1. Field of the Invention

The present invention relates generally to a capacitive touch panel unit, and more particularly to a capacitive touch panel unit, which has greatly reduced thickness and is manufactured at lower cost.

2. Description of the Related Art

Along with the rapid development of information techniques and communication networks, various personal electronic information products have been more and more popularly used. To go with the tide, various touch panels have bee rapidly developed and applied to the electronic products. According to the sensing principle, the current touch panels can be mainly classified into resistive touch panels, capacitive touch panels, electromagnetic touch panels and optical touch panels. The capacitive touch panel structures have the advantages of dustproof, fireproof and high-resolution performances and are thus widely used. The working principle of the capacitive touch panel is that the touch point position is identified according to the change of capacitance. When a conductive touch article (such as a finger) gets close to the touch panel, the capacitance between the electrodes changes to identify the coordinates of the touch point.

The capacitive touch panels have gradually become the mainstream of touch techniques and are widely applied to various electronic information products nowadays, such as cellular phones, tablets, walkmans, handheld electronic devices, displays and monitors. The capacitive touch panel can detect the capacitance change caused by the weak current of human body to identify the positions of the finger and touch selection conditions so as to achieve the object of touch control.

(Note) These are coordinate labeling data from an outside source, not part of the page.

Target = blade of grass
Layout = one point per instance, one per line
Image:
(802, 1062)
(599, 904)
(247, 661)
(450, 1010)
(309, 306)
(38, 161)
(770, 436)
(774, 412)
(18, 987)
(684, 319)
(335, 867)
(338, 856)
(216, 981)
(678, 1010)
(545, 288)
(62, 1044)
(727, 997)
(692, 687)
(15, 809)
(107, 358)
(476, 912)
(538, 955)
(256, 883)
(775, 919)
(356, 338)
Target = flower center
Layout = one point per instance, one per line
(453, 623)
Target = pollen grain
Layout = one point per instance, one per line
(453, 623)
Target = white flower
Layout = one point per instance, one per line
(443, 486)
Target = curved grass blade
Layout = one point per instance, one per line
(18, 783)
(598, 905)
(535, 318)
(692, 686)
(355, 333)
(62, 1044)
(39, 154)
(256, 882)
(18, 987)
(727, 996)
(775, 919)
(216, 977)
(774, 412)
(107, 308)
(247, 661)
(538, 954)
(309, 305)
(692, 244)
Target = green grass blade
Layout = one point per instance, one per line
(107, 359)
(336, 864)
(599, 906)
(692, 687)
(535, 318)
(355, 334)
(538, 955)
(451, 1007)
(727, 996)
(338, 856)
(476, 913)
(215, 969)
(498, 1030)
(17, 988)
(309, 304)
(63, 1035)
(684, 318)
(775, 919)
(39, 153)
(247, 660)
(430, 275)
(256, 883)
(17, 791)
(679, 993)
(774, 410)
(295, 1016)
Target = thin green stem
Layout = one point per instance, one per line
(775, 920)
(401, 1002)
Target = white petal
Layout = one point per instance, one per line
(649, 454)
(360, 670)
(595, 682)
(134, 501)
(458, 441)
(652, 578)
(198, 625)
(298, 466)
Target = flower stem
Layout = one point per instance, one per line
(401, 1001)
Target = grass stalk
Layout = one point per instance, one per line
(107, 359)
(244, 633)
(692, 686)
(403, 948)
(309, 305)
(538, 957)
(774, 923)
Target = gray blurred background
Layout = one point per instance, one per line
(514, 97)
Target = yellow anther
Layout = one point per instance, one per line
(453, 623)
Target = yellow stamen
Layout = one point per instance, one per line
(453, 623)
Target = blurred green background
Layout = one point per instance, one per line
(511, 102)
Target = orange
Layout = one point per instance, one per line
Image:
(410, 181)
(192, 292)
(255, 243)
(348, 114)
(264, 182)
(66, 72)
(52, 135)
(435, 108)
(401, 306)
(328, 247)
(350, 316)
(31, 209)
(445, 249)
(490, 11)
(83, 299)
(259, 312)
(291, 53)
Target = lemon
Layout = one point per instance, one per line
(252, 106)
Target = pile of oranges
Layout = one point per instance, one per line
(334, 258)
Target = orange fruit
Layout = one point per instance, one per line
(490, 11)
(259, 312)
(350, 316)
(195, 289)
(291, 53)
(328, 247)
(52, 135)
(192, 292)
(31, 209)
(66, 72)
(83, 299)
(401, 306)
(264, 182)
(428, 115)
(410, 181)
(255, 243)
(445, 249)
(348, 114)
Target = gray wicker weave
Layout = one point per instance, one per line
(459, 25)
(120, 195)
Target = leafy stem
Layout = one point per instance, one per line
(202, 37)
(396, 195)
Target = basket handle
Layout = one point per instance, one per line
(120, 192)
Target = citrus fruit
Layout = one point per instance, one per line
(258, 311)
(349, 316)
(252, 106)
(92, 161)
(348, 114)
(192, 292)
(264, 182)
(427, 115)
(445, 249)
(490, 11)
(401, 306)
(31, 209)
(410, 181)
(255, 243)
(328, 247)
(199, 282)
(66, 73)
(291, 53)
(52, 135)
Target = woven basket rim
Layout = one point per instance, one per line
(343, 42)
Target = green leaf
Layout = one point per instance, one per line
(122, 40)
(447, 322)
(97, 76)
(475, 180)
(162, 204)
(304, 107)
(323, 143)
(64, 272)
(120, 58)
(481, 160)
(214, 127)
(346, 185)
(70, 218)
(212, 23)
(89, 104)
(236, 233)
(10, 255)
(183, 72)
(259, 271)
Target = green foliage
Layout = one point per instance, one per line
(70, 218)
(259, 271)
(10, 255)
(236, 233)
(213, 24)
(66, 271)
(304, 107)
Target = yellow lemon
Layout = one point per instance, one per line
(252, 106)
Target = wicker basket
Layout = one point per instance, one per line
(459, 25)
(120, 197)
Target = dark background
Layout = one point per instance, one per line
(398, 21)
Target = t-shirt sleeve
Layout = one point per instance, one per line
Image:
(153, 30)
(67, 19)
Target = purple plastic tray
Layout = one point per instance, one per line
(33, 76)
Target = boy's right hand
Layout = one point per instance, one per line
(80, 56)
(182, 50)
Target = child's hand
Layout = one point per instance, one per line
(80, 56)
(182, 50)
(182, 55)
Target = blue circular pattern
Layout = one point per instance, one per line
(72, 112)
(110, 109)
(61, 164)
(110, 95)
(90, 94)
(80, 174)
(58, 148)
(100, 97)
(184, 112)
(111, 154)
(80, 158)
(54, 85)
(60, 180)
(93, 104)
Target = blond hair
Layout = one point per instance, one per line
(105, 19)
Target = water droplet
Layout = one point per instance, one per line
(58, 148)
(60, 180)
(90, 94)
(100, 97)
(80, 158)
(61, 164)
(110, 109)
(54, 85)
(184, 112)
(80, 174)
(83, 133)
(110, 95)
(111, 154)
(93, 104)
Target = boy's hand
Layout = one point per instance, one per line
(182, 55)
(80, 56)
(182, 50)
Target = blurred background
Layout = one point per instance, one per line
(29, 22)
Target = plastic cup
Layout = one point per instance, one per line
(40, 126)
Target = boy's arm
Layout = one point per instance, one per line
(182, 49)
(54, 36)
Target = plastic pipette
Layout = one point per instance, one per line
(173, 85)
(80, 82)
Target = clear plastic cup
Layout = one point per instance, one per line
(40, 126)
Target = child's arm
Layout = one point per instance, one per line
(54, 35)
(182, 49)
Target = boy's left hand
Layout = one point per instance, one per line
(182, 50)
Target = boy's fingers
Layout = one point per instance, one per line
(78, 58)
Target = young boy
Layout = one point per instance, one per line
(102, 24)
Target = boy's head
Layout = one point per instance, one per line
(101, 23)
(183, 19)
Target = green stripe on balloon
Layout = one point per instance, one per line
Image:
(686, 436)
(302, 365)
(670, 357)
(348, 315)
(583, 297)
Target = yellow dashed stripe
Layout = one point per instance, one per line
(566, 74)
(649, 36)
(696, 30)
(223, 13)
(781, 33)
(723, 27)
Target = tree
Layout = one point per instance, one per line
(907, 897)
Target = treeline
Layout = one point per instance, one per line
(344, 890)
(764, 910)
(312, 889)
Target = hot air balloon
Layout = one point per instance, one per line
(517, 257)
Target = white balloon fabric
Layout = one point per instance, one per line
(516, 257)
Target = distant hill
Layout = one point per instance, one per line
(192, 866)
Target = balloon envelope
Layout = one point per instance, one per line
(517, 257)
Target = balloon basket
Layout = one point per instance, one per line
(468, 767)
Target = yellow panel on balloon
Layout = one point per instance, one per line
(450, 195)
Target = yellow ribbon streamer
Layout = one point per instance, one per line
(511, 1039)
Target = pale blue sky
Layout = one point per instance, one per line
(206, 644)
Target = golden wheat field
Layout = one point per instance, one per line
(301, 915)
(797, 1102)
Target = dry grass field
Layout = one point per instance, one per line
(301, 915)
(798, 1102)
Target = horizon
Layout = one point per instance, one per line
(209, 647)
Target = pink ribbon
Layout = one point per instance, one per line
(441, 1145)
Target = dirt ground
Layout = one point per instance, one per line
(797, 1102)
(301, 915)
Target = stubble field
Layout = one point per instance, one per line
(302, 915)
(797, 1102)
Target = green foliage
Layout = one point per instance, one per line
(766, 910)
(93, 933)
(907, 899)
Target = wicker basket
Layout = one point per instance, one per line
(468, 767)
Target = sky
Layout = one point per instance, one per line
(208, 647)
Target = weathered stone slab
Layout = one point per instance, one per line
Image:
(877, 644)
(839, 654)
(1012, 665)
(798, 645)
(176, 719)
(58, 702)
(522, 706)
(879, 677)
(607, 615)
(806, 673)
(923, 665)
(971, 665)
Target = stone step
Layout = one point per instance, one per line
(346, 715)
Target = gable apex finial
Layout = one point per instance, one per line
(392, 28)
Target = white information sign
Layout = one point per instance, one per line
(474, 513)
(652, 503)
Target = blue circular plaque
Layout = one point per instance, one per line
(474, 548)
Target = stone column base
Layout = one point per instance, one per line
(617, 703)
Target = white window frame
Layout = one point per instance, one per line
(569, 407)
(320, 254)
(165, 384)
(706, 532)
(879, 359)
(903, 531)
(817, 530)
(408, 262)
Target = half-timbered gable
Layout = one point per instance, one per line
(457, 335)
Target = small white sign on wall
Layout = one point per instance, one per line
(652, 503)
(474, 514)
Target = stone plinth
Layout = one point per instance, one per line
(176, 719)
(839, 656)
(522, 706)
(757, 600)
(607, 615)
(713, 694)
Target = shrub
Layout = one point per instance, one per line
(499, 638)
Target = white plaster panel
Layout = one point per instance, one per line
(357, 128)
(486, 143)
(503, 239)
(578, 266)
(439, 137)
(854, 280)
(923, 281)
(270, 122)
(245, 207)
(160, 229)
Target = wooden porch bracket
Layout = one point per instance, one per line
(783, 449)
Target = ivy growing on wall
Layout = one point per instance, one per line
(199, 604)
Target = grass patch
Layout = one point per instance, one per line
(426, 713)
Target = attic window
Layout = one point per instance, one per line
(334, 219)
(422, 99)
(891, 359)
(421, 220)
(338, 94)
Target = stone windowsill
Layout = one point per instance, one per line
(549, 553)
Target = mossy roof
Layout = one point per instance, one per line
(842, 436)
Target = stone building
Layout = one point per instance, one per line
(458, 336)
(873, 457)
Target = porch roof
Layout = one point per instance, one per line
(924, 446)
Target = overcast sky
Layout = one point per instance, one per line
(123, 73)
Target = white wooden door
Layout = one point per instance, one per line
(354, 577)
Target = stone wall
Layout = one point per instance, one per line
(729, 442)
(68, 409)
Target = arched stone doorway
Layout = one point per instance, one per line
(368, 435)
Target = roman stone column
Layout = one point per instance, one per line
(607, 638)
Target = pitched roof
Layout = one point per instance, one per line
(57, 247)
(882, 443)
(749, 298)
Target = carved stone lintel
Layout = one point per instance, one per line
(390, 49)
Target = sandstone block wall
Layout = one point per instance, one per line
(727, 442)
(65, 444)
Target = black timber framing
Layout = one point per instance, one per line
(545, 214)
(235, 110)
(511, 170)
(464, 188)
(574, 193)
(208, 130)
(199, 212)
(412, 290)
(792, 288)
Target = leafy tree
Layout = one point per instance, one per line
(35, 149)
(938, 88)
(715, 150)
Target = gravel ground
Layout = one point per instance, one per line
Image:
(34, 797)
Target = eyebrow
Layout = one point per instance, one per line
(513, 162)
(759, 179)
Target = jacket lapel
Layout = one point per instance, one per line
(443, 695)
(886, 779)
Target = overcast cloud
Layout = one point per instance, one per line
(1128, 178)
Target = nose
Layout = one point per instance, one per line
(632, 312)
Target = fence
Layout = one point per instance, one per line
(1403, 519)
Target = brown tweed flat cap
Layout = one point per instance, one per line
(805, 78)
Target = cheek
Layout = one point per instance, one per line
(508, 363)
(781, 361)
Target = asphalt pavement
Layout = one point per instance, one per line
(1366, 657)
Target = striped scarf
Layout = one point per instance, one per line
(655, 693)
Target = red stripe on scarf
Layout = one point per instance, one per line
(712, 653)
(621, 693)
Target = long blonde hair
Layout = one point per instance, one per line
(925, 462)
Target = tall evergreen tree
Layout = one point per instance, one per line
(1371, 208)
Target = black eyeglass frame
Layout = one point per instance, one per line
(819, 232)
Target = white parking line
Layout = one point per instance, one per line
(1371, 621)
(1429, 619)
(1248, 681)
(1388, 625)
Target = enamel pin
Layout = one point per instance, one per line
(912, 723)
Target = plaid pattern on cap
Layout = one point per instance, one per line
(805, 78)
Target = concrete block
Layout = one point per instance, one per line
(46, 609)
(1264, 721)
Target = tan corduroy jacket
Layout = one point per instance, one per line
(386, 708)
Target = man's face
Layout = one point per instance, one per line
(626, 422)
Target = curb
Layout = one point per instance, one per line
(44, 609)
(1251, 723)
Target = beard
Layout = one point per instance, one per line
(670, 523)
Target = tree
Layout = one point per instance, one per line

Most of the conventional capacitive touch panels are double-board touch panels. The double-board touch panel is made of transparent conductive substrates by means of several times of halftone printing processes or lithography processes. The transparent conductive substrate are generally made of glass and coated with indium tin oxide (ITO) coatings. The unit price of the transparent conductive substrate is quite high. Moreover, in manufacturing, much material is wasted. In case that a defective product is produced in the manufacturing process, it is necessary to discard the entire touch panel without possibility of recovery. This results in waste of cost. Moreover, the touch panel is made of the transparent conductive substrates by means of several times of halftone printing processes or lithography processes. The transparent conductive substrates are respectively coated with the indium tin oxide (ITO) coatings. Such processes are complicated so that the manufacturing cost is greatly increased. Moreover, the double-board touch panel will increase the total thickness of the electronic device. This fails to meet the requirement for lightweight, slim and miniaturized structure of portable electronic device.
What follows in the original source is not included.